This is part 2 about my Vespa ride to Fremont to visit the Rutherford B. Hayes Presidential Center on Sunday, 06/08/2008.So, I found myself at a successful conclusion to first leg of my Sunday ride. I was on Hayes Street only about half a mile from the Center. I deemed it a success - I had traveled, successfully over 50 miles - the furtherest south I'd been on a motor scooter - without incident. I had proven to myself that I could be ride on standard US and Ohio routes.
I did a brief oil check; then fired up the Vespa; rolled out of the Exxon; turned left and drove on down to President's Hayes' old home of Spiegel Grove. I rode through the front gates (former gates that once graced the entrance to the White House until the early 20th century and then given to the Center by a grateful country).
Spiegel Grove is indeed a wooded grove, but many of the trees were planted over the years by the Hayes family - some even specifically touched by famous personages at President Hayes' request. It got its name from an uncle of President Hayes, the original owner, who on first sight of the grove noticed it was speckled with many large reflecting pools of water which had gathered in low places due to a recent rain. It all reminded him of a looking glass. He called it, therefore, Spiegel Grove - the first word being German (his native tongue) for mirror.
Any way I rode in; found the parking lot, and doing my usual loop-de-loop, parked my Vespa facing out (no I don't back-in unless I have to). And I then proceeded with 'dismounting procedures" - meaning - doffing the yellow-black armored motorcycle jacket, the full-face helmet, knee pads and mostly leather-gloves - all to be packed away under the seat or in the trunk. However, just as I was in the middle of the process I heard the unmistakable sound of large lumbering beast approaching.
I turned and looked over my shoulder. and was struck aghast by the sheer size of the monstrosity. Some how this over-bearing animal slowly moved and managed to just barely maneuver through the front gates of The Center and lumbered right into the medium parking lot and stopped at a spot -- katty corner from me - taking up 5 or 6 whole spaces.
Of course what I had beheld was a huge RV. And I was shocked to see what it was pulling - an SUV! The whole thing was piloted by a little middle-aged lady who was totally dwarfed by it all.
It was hard to accept that with gasoline hovering near $4.00 per gallon, and sure to to go even higher, that this woman was actually traveling, probably cross-country, in a motor vehicle that is the epitome of all our troubles, a vehicle probably barely able to get 10 mpg - and adding the SUV to its load ensured an even lower mpg.
I wanted to glare at the lady; let her know in no uncertain terms that she was highly disapproved of.
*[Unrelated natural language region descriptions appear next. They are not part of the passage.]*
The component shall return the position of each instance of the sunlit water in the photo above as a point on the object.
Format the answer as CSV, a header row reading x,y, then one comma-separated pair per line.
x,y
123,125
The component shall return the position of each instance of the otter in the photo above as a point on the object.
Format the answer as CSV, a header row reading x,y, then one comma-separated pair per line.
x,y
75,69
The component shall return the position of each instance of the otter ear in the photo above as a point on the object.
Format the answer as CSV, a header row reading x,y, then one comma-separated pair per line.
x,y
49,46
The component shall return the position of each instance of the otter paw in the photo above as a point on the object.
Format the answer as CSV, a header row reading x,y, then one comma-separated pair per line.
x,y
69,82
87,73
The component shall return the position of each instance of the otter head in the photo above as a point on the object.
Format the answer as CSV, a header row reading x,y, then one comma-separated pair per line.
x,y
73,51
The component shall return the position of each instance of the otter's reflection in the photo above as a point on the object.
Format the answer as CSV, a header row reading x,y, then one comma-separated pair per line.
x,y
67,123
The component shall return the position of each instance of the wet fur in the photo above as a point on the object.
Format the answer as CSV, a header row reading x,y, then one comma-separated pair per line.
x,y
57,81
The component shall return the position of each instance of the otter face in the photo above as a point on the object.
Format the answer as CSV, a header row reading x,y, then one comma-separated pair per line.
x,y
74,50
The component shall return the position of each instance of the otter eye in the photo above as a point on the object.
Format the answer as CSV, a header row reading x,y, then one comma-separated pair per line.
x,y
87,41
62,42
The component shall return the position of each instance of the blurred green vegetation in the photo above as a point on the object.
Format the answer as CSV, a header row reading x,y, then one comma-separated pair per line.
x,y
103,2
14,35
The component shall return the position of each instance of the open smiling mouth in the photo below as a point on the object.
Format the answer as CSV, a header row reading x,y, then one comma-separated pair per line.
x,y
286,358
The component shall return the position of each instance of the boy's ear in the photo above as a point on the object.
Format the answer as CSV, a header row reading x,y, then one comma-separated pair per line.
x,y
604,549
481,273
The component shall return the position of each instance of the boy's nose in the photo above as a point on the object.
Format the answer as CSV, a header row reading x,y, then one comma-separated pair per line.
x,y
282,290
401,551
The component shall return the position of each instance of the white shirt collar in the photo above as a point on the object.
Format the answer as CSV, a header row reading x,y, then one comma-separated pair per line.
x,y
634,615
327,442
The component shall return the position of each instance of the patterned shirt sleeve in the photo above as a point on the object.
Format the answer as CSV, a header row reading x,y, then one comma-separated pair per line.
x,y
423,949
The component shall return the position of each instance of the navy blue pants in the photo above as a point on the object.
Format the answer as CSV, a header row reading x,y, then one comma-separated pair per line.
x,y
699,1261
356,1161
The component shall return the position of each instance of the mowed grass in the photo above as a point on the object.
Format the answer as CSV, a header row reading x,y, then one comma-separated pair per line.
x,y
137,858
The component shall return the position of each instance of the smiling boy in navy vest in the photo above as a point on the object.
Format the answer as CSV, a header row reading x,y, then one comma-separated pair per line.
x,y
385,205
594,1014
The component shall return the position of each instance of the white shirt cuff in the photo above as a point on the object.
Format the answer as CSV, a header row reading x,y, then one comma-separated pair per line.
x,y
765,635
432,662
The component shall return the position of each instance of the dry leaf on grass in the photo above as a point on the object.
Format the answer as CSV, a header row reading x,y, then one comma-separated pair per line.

Get across to her she was being unpatriotic. However, I knew that would change nothing and perhaps I'd make myself a target for road rage - a fight I could not win.
Yet I couldn't quite hide my feelings of disgust. The woman had to have to seen my fuel miserly Vespa as she drove in. Some place, I hoped, deep in her unconscious, my facial expression had gotten the message across of the extreme contrast between her ride and my ride and what her ownership and use of this gargantuan gas guzzler was doing to hurt our homeland. However, if I affected her, she showed no sign and in fact within minutes of stopping I could still hear the engine running and AC going -cranked up high on this hot day and the engine was never turned off while I visited The Center.
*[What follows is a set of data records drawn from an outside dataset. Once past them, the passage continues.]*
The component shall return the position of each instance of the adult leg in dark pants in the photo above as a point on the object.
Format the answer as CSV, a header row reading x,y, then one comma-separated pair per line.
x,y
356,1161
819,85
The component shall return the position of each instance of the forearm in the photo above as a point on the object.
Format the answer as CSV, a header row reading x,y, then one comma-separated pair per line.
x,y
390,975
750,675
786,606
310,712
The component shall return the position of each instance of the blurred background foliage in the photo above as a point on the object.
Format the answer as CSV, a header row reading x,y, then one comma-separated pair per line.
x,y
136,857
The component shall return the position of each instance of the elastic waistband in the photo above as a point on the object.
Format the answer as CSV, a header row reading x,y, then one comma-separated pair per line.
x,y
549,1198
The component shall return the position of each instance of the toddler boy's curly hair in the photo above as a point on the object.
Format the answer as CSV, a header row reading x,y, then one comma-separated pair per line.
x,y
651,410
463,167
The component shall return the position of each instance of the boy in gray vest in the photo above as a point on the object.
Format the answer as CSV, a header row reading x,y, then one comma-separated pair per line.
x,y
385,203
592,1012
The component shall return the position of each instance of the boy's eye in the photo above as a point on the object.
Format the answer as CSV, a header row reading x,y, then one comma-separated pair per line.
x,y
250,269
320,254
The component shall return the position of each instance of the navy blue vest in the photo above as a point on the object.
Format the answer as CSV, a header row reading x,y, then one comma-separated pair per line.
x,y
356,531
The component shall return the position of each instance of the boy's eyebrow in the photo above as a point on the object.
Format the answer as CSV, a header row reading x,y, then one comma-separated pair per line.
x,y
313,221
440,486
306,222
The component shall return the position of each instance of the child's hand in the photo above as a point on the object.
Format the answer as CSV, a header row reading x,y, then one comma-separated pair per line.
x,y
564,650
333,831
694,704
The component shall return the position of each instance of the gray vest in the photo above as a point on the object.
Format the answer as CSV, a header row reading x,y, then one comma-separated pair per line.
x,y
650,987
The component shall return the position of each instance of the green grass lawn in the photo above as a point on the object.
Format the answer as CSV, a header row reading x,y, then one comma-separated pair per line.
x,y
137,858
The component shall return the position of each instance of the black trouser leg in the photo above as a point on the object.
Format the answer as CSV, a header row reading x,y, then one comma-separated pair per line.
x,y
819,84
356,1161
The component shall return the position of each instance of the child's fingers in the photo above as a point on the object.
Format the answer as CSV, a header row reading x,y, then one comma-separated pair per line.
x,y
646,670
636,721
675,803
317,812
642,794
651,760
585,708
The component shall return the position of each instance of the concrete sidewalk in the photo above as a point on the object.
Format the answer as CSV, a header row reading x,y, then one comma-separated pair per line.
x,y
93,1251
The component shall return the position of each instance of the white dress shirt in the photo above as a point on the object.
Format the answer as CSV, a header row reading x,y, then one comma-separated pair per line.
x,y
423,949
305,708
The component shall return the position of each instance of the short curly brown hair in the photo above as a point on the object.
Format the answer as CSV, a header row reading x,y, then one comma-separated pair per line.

What was in going on in her mind, I thought? Is she blind? Is she deluded? Is this hubris? Is she rolling in dough? Does she live in this machine year round? Is this one last fling by a retiree before the cost of gas stops this? I never got the answers to those questions as I never saw the lady exit her RV the entire time I was there.
And here ends Part II of A Vespa Sunday Ride to Fremont.